Beyond Ten Turns: Unlocking Long-Horizon Agentic Search with Large-Scale Asynchronous RL

📝 Paper Summary

Agentic AI Web Agents

ASearcher unlocks expert-level search intelligence by enabling extremely long-horizon tool use (100+ turns) via fully asynchronous RL and high-quality synthetic data generation.

Core Problem

Existing online RL for search agents is limited by small turn limits (≤10), preventing complex strategy learning, and suffers from a lack of high-quality, challenging training data.

Why it matters:

Complex real-world queries often require resolving conflicting information and deep exploration beyond just a few search steps
Batch generation RL systems are inefficient with long trajectories due to blocking, causing GPU idle time
Open-source agents lag behind proprietary models in 'Search Intelligence'—the ability to resolve ambiguity and verify conclusions

Concrete Example: For a GAIA question about medals won by China in the 2012 Olympics, standard agents fail due to conflicting online reports (38 vs 39 gold medals). They cannot perform the deep verification needed to identify doping disqualifications as the root cause of the conflict.

Key Novelty

ASearcher: Fully Asynchronous Agentic RL

Decouples trajectory execution from model updates, allowing extremely long horizons (e.g., 128 turns) without the 'straggler problem' where one long trajectory blocks the whole batch
Uses a self-evolving data synthesis agent that iteratively 'fuzzes' queries (adds ambiguity) and 'injects' facts to create challenging, grounded training data from seed questions

Architecture

Figure 2 shows the agent loop (Search/Browser tools); Figure 7 shows the Fully Asynchronous RL System vs.

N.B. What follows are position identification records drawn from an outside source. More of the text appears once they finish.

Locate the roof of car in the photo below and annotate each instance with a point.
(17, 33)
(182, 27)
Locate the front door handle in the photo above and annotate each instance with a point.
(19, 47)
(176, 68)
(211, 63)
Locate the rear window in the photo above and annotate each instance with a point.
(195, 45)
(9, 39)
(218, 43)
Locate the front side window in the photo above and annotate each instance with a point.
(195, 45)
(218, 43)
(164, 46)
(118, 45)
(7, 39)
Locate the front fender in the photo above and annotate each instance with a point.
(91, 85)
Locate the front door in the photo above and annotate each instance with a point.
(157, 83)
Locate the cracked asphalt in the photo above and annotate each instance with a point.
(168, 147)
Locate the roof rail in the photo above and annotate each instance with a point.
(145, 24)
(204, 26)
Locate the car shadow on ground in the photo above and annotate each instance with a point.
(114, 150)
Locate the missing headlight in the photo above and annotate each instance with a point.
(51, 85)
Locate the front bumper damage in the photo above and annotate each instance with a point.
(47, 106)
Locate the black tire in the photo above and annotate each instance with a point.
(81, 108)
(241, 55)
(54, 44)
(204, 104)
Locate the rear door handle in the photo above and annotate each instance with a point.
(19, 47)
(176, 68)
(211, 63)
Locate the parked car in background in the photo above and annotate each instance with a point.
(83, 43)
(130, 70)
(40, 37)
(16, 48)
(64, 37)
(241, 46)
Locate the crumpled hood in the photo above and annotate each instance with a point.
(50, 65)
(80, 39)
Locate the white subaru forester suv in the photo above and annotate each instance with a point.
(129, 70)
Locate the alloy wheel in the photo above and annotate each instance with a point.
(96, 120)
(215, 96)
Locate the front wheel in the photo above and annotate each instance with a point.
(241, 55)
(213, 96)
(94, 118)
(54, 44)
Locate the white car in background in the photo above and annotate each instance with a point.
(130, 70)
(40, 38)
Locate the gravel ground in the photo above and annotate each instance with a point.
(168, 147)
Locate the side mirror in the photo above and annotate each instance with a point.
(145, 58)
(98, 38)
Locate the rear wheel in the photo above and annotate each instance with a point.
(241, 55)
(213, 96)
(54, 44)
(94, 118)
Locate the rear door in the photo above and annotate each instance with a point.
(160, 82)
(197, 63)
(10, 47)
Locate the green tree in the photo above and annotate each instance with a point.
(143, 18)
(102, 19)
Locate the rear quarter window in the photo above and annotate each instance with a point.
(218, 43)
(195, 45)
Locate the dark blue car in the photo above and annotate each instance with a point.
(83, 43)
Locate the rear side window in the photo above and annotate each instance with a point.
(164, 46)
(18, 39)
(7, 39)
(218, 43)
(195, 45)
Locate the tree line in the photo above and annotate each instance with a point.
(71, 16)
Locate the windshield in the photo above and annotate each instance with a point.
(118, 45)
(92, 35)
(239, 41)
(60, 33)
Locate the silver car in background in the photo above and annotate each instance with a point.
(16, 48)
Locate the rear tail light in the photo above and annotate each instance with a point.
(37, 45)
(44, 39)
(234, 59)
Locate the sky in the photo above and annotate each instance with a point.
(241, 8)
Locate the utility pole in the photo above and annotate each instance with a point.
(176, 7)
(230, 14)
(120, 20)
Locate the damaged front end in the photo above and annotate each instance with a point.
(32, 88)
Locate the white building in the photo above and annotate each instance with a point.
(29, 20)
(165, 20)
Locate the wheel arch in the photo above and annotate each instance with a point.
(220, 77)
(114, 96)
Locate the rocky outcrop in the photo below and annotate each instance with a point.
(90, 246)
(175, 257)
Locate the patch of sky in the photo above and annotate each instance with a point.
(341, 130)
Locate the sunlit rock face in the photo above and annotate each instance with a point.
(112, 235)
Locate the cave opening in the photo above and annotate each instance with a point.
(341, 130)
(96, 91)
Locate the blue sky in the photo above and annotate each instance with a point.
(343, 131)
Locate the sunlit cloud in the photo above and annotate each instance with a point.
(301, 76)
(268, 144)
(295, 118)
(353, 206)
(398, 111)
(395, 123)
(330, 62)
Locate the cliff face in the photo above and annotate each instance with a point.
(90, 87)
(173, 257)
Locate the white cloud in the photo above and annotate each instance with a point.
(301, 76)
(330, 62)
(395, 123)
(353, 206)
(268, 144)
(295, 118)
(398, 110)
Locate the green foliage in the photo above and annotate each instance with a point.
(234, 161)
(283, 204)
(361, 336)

One-step-off RL

Evaluation Highlights

+78.0% improvement on xBench-DeepSearch and +34.3% on GAIA for the QwQ-32B based agent after RL training
Achieves Avg@4 score of 58.7 on GAIA and 51.1 on xBench-DeepSearch, surpassing existing open-source 32B agents
Demonstrates extreme long-horizon capabilities with tool calls exceeding 100 turns and output tokens exceeding 400k during training

Breakthrough Assessment

9/10

Significantly pushes the boundary of open-source agentic search by successfully training effective 100+ turn trajectories, addressing both the system efficiency bottleneck and the data scarcity problem.

⚙️ Technical Details

Problem Definition

Setting: Markov Decision Process (MDP) where state includes history/search results, and action includes generated tokens/tool calls

Inputs: Natural language query x

Outputs: Final answer after multi-turn tool interaction

Pipeline Flow

Data Synthesis Agent (Offline) -> Training Data
Search Agent (Inference/Training Loop): Query -> [Model generates Action] -> [Tool Execution] -> [Observation appended] -> Repeat -> Final Answer

System Modules

Search Agent (Base LLM)

Generate reasoning, tool calls, and final answers

Model or implementation: Qwen2.5-7B/14B or QwQ-32B

Search Engine (Tools)

Retrieve web snippets and URLs

Model or implementation: External API (Search Engine)

Web Browser (Tools)

Retrieve full webpage content

Model or implementation: Headless Browser

Novel Architectural Elements

Fully asynchronous rollout-update decoupling: Trajectory execution is completely independent of model updates, allowing trajectories of vastly different lengths (10 vs 100 turns) to coexist without blocking batch formation
LRM-specific history compression: Discards intermediate thinking tokens but keeps summarized thoughts and tool calls to manage context length for long-horizon reasoning

Modeling

Base Model: Qwen2.5-7B/14B and QwQ-32B

Training Method: Group Relative Policy Optimization (GRPO)

Objective Functions:

Purpose: Optimize policy based on relative rewards within a group of trajectories.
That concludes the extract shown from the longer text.